Overview
Data centers require immense amounts of electricity to power, cool and operate the facility. Power represents up to 70% of a data center’s total operating costs. An accurate understanding of power utilization and environmental conditions is essential to improving energy efficiency, lowering costs, and ensuring high availability.
98% of data center managers say that a single hour of downtime costs over $100,000 with the largest facilities reporting the cost of a single hour of downtime at $1-5 million. Knowing your energy usage and environmental conditions allows you to maximize your operations for profitability while minimizing risks related to outages and equipment failure.
Data centers are complex facilities, and the jargon around data center power can sound like a foreign language. Here are data center acronym definitions that you may find helpful.
Getting started
Implementing power and environmental monitoring can feel overwhelming, but it doesn’t have to be. It should be a simple and low risk initiative that quickly provides tangible benefits through the data it delivers.
Here are eight simple guidelines to getting started.
- Choose a solution that scales with your needs. Make sure you can add monitoring in steps and change your plans based on what you’ve learned. Avoid having to commit to an all-or nothing proposition.
- 80% of the value will come from paying attention to 20% of your systems. Focus on the biggest areas of need first to get the most value.
- Most things can be improved by 10% just by paying attention. Make sure the information you gather is easy to pay attention to.
- Avoid analysis paralysis. If you knew everything you needed to monitor, you probably wouldn’t need monitoring at all. Just do it. Deploying monitoring and adapting based on what you learn generally costs less than the RFP in search of the “ultimate” solution.
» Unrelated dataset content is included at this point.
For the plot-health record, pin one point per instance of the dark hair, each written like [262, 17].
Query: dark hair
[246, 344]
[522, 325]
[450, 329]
- Monitor what matters when it matters. Things change. Make sure your solution lets you easily focus on what you need to know, when you need to know.
- Gadgets do not save money, information does. A monitoring system is not about hardware or software. It is there to give you valuable information. Everything else is just a distraction and you should avoid it. Your system should make it easy to get the relevant information quickly and to share it.
- A monitoring system needs to show you the “so what”—where the savings are.
- Keep it simple. Adding real-time monitoring does not require replacing your unmetered equipment with new, but expensive equipment that has built-in metering. You can make any device a smart device with the right monitor.